In 2014, while a graduate student at the University of North Carolina at Chapel Hill, McCune wrote a one-act play, Jack and Alice, adapted from Jane Austen's story of the same name, and the play was performed at that year's Jane Austen Summer Program (JASP). He then went on to write one-act plays adapted from Austen and performed at JASP over the next decade: Henry and Eliza (2015), Lovers' Vows at Mansfield Park (2016), Catherine, or, the Bower (2017), Lesley Castle (2018), Love and Friendship (2019), The History of England (2021), Austen and Shakespeare (2022), The Three Sisters (2022), Evelyn (2023). The Jane Austen Summer Program then published the ten plays in a single volume entitled Austen Staged (2023).
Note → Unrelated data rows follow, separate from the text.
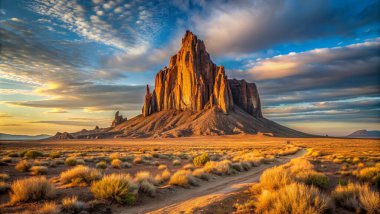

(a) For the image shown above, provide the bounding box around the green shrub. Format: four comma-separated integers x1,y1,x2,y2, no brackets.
193,153,210,167
91,174,139,204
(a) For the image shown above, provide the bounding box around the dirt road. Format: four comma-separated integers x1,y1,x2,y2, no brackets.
112,150,306,214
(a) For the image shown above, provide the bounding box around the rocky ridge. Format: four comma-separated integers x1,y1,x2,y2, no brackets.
142,31,262,117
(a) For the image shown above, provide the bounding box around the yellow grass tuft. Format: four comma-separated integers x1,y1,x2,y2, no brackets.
10,177,55,203
59,165,102,185
91,174,139,204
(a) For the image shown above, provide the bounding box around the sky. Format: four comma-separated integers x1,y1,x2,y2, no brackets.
0,0,380,136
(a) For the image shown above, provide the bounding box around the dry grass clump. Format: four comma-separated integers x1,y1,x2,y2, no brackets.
111,159,123,169
193,153,210,167
95,161,107,169
10,177,55,203
133,157,143,164
169,170,198,187
91,174,139,204
49,152,61,159
154,169,171,184
260,166,292,190
109,152,121,160
15,160,32,172
134,171,156,195
173,159,181,166
157,164,168,170
65,157,77,166
332,183,380,213
33,202,61,214
24,150,43,159
260,158,329,189
59,165,102,185
232,151,264,167
254,183,329,214
193,169,210,181
182,163,194,171
0,173,9,181
357,164,380,187
0,181,10,194
278,145,300,156
62,196,87,213
203,160,232,175
29,166,48,175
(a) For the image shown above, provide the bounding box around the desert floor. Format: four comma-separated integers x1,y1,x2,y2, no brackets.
0,135,380,213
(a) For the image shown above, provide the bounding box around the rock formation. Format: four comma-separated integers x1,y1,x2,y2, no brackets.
53,31,311,139
110,111,127,128
142,31,262,117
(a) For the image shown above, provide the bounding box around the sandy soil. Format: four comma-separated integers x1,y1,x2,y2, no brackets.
112,149,306,214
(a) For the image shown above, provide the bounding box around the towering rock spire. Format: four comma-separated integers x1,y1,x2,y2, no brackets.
142,31,261,117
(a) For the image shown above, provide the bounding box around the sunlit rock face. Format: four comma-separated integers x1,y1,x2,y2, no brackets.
142,31,262,117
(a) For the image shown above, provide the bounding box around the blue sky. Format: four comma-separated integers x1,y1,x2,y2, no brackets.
0,0,380,135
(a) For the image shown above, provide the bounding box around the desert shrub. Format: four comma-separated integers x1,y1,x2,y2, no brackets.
49,152,61,158
111,159,123,169
24,150,43,159
231,163,244,172
193,169,210,181
357,166,380,187
0,173,9,181
1,157,12,163
182,163,194,170
123,162,132,168
109,152,121,160
260,166,292,190
298,171,329,188
33,202,61,214
203,160,232,175
133,157,143,164
232,151,263,166
8,152,20,158
173,159,181,166
158,164,168,170
65,157,77,166
154,169,171,184
169,170,198,187
0,181,10,194
254,183,329,214
15,160,32,172
59,165,102,185
331,183,380,213
241,162,252,171
91,174,139,204
134,171,156,195
193,153,210,167
62,196,87,213
10,177,55,203
29,166,48,175
96,161,107,169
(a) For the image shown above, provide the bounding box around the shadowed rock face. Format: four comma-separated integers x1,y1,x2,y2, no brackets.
142,31,262,117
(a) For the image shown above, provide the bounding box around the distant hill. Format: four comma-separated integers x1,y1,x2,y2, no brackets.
0,133,51,140
347,129,380,138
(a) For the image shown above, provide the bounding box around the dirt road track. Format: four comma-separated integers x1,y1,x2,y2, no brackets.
112,150,306,214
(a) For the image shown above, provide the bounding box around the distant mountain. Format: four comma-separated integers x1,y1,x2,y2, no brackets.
0,133,51,140
347,129,380,138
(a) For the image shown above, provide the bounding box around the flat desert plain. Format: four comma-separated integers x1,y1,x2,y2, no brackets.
0,135,380,213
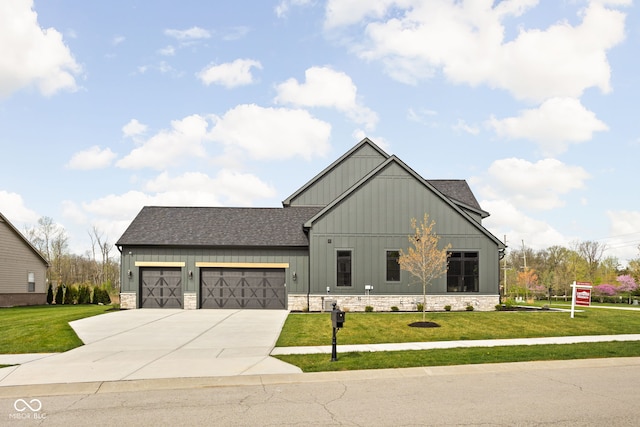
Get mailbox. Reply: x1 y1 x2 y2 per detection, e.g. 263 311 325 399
331 308 344 329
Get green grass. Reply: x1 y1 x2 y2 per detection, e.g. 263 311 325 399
276 341 640 372
0 305 113 354
276 309 640 347
276 308 640 372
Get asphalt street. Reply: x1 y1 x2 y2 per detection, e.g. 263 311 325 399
0 358 640 427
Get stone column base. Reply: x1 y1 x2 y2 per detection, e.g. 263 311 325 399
288 294 500 311
184 292 198 310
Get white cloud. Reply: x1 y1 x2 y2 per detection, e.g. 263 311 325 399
66 145 117 170
0 190 40 224
211 104 331 160
325 0 625 102
196 59 262 89
606 210 640 261
158 45 176 56
144 169 276 206
480 200 572 250
122 119 147 137
275 0 311 18
453 119 480 135
164 27 211 41
73 169 276 243
222 25 251 41
275 67 378 130
211 104 331 160
473 158 589 210
488 98 608 156
324 0 400 29
116 114 209 169
0 0 82 97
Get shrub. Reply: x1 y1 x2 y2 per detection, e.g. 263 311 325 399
93 286 111 305
47 283 53 305
78 284 91 304
55 285 64 305
64 286 78 304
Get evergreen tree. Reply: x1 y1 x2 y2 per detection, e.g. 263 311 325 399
47 283 53 305
56 285 64 305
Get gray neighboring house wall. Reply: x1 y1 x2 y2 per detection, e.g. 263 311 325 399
116 138 505 311
0 213 49 307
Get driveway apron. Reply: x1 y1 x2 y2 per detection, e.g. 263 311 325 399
0 309 301 386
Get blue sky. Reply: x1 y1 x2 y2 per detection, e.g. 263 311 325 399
0 0 640 263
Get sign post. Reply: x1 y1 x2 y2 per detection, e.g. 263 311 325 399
571 281 592 319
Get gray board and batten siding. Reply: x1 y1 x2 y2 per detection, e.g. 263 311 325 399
0 214 48 307
117 207 319 308
306 158 499 295
116 138 504 309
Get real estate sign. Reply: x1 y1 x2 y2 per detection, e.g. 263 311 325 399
576 282 591 307
571 282 591 319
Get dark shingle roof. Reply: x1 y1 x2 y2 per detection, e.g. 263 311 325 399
116 206 320 247
427 179 482 210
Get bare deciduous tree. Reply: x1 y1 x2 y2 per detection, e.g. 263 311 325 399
398 214 451 320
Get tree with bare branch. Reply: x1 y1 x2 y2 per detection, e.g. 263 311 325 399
398 213 451 320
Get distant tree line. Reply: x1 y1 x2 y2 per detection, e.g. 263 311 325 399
24 217 120 304
500 241 640 302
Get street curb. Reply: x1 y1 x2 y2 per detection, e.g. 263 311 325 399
0 357 640 399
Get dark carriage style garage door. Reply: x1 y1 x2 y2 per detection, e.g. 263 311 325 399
140 267 183 308
200 268 287 310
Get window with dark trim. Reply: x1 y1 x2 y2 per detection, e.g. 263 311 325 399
27 272 36 292
387 251 400 282
336 250 351 286
447 252 480 292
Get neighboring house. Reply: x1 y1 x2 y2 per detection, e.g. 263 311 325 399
116 138 505 311
0 213 49 307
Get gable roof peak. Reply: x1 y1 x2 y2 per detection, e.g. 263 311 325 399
282 137 391 207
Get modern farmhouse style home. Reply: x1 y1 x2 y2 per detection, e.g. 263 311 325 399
0 214 49 307
116 138 505 311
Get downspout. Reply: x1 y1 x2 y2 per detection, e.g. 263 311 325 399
303 227 313 312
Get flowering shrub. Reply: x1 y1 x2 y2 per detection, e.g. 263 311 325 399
617 274 638 293
593 283 618 297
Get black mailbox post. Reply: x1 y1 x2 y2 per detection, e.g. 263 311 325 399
331 302 344 362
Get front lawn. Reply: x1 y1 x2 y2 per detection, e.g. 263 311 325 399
276 309 640 347
275 341 640 372
0 305 113 354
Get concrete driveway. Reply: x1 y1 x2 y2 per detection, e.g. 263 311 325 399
0 309 301 386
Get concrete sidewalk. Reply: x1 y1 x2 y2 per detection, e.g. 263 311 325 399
271 334 640 356
0 309 640 387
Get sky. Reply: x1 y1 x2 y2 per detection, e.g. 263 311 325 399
0 0 640 265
McCune has received degrees in English from Wheaton College, Illinois (BA, 2006), the University of Virginia (MA, 2011), and the University of North Carolina at Chapel Hill (PhD, 2016). He has taught British literature and composition at Baylor University.

==Books==
- The Rats of Hamelin: A Piper’s Tale (Moody Publishers, 2005), co-authored with his father, Keith McCune
- Austen Staged: Jane Austen’s Short Stories Adapted as One-Act Plays (Jane Austen Summer Program, 2023)

==Web Articles==
- "AIDS & the Church: An Opportunity to Show God's Love" (TEAM Horizons Vol. 2, Iss. 2, 2007)
- "Pioneers Of American Industrial Design: Elegance For Everyday Life" (Beyond the Perf Issue 029, Jul 25, 2011) (no byline, but listed in Adam McCune's writing portfolio on his website)
- "Frozen: Thawing a Heart for Community" (Ethos: A Digital Review of Arts, Humanities, and Public Ethics, March 28, 2014)
- "‘Swift winged words’: the vocabulary and word distribution of Blake/An Illustrated Quarterly" (The Blog of the Blake Archive and Blake Quarterly, April 1, 2016)

==Journal Articles==
- “A Unique Text of Byron’s ‘Go—triumph securely.’” Keats-Shelley Journal, vol. 64, 2015, pp. 35–41.
- “‘What a Boy (or Girl) Wants’ in The Turn of the Screw: The Children’s Frankly-Expressed Motives for their Performances.” English Studies, vol. 98, no. 8, 2017, pp. 951–67.
- “‘Attract Thy Fairy Fingers Near the Lyre’: Scripting and Performing Childhood in Byron’s ‘To Ianthe.’” Byron Journal, vol. 46, no. 1, 2018, pp. 37–47.
- “The Name ‘Ianthe’ and a Pregnancy by Byron in a Letter of Lady Oxford’s.” Byron Journal, vol. 47, no. 1, 2019, pp. 43–53.